Reader Michelle writes:
It's rather as though someone responded seriously to Swift's "Modest Proposal" by pointing out that eating boiled baby isn't really very good for you anyway. Not only is it obvious that this isn't your motivating objection, but you always run the risk of someone putting out a new study declaring boiled baby "Nature's Most Perfect Food."
In G. K. Chesterton's satirical novel The Flying Inn, there's a chapter mostly about a journalist who thinks in this fashion:In his early days he had had a great talent for one of the worst tricks of modern journalism, the trick of dismissing the important part of a question as if it could wait, and appearing to get to business on the unimportant part of it. Thus, he would say, "Whatever we may think of the rights and wrongs of the vivisection of pauper children, we shall all agree that it should only be done, in any event, by fully qualified practitioners."
I should say that I don't think you can never mix consequentialist and deontological arguments. But if you do so, you need to be clear that that is what you're doing: say, "I would be against torture no matter what, but . . . ", and you need a better argument than "I've heard dozens of people who agree with me say that torture never works!"
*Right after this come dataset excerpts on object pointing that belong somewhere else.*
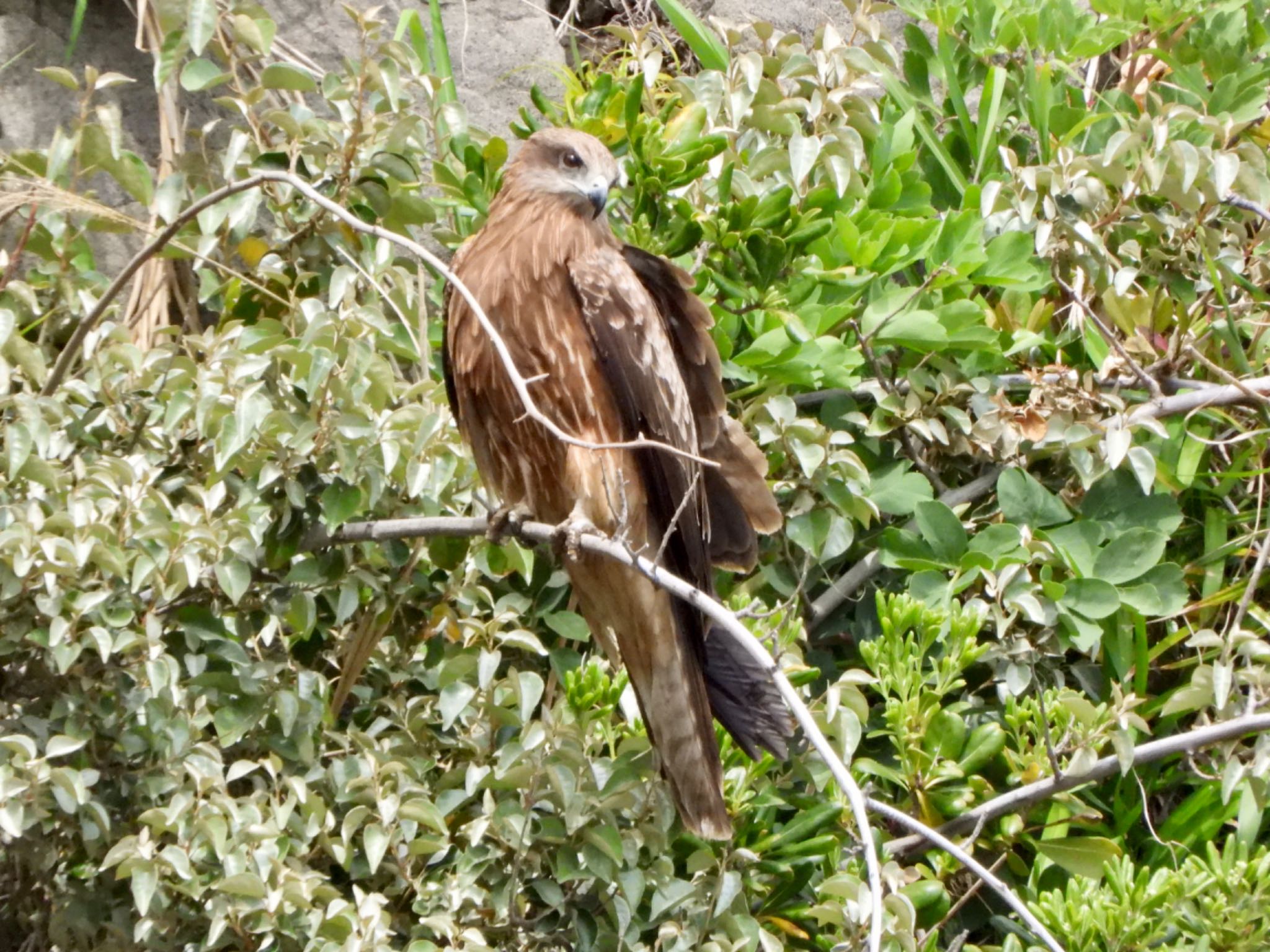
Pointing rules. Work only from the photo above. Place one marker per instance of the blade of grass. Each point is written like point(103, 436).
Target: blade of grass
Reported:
point(441, 56)
point(906, 102)
point(412, 23)
point(948, 66)
point(993, 89)
point(76, 25)
point(703, 41)
point(1230, 334)
point(1041, 100)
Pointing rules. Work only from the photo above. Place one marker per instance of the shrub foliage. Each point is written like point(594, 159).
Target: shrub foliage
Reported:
point(968, 263)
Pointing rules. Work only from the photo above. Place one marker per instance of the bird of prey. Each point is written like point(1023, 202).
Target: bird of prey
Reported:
point(618, 347)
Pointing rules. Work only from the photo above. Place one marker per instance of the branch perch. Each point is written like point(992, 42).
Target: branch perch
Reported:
point(522, 386)
point(1033, 794)
point(728, 622)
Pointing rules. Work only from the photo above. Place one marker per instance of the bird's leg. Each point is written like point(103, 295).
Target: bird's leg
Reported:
point(568, 535)
point(506, 517)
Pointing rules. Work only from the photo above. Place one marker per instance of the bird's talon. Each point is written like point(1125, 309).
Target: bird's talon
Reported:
point(568, 537)
point(504, 521)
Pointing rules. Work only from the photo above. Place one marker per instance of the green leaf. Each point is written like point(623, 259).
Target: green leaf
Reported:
point(59, 75)
point(1025, 501)
point(897, 491)
point(1093, 598)
point(145, 880)
point(668, 896)
point(244, 884)
point(133, 173)
point(568, 625)
point(375, 840)
point(61, 746)
point(1082, 856)
point(918, 330)
point(281, 75)
point(1129, 555)
point(234, 576)
point(1011, 263)
point(700, 38)
point(339, 503)
point(200, 24)
point(1118, 500)
point(202, 74)
point(18, 447)
point(453, 701)
point(941, 530)
point(1161, 592)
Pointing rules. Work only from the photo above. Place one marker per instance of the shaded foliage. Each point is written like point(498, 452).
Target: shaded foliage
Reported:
point(898, 229)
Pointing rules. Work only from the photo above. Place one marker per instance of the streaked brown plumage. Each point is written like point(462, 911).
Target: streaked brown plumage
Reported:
point(624, 348)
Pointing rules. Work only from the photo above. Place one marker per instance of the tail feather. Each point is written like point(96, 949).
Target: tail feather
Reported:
point(668, 683)
point(745, 700)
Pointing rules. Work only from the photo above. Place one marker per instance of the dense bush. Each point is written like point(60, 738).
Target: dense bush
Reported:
point(962, 266)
It may be that there is an ironclad argument against ever using extreme interrogation techniques because they're never as effective as some other method, but I haven't seen it. I've seen better effectiveness arguments against recent US policy . . . i.e., we used it ineffectively, too much. But that is not an argument for never waterboarding. It's an argument for making our waterboarding more effective (and don't think I don't see the dim little minds of trolls preparing to quote that out of context.)
The argument for not doing it at all has to rest on proving either that it's morally repugnant, or that there is no way to have an effective waterboarding policy, or that the costs exceed the benefits. Unfortunately, I seem to see too many opponents of current policy simply arguing that it never produces usable intelligence, so everyone else is a big fat moral cretin.
It feels slightly cheap, like supply-siders claiming there are absolutely no tradeoffs whatsoever to cutting taxes. The people who support waterboarding, and the Bush administration, perceive themselves to be wrestling with a genuine moral dilemma: how do you weigh the suffering of suspected terrorists against the suffering of innocent victims of terror? That's not an easy question, and if it were you who were trying to save, say, your child from a terrorist, your attitude about the utter impermissibility of torture might undergo a sea change.
That doesn't mean I agree we should waterboard--people will do lots of things for their children that should not be state policy. Only that some of the people I've heard saying they have to resort to these shaky arguments because their opponents are moral no-shows without a shred of decency seem to me to be awarding themselves vast moral credit for parroting, like a third-grader, the trivial truism that torture is bad. They find it easy to call their opponents immoral because they're ignoring a hard moral question. One that is, of course, easy to set aside if you seize on every piece of evidence suggesting that physical pressure is ineffective, and block out the people saying it's worked.
I'm against waterboarding. It's wrong. The state should not do this, for the same reason the state should not pull the wings off of flies. I've nearly suffocated from an asthma attack, and anyone who thinks it's not so bad is invited to come over to my house for some fun with a 3/4 full bathtub.
But I'm against it with the knowledge that this might, at least in some circumstance, result in some innocent person dying from lack of information. My defense is, first, that it is not okay to do purely morally repugnant things to save people--I wouldn't murder an innocent baby to save 1,000 people, either. And second, that a state which allows itself to do those things will do more harm to more people than any terrorist conceivably could.
As you can see, I do think there are ways to mix consequentialist arguments about the use of torture with the deontological argument about its morality. But I think it's easier to prove empirically that torture gets out of hand--as waterboarding clearly did, even though there's no evidence that the people administering it were specially bad, rogue agents--than that it never produces useful intelligence.
I haven't seen any particularly conclusive evidence either for or against the proposition that torture never generates useful intelligence (though as a practical matter, I can't see how it wouldn't work in some narrow situations where the information you're seeking is easily confirmable.) But also, as I've pointed out, we may well be very close to being able to make torture effective in many situations. If you can tell whether someone is lying by seeing which parts of their brain light up on a scan, then torture is an extraordinarily effective way to get information. Tell me what I want to know, or I will smash your fingers with this hammer. If you lie to me, I will know it, and smash your fingers harder. Some people will hold out, because they can resist pain, just as some people in the medieval era died rather than give their interrogators the satisfaction. But most people will break. If giving their interrogators good, useful information is the only way to make the pain stop, they will make. it. stop.
I don't want to live in a state that does that, for both moral and practical reasons. I think the greatest good for the greatest number lies in having a state that is forbidden to waterboard suspected (or known) terrorists. But I would feel just the same if those waterboardings were producing usable intelligence. And I don't know whether or not they are. So I'd like to keep my arguments to areas where I can make a really strong case.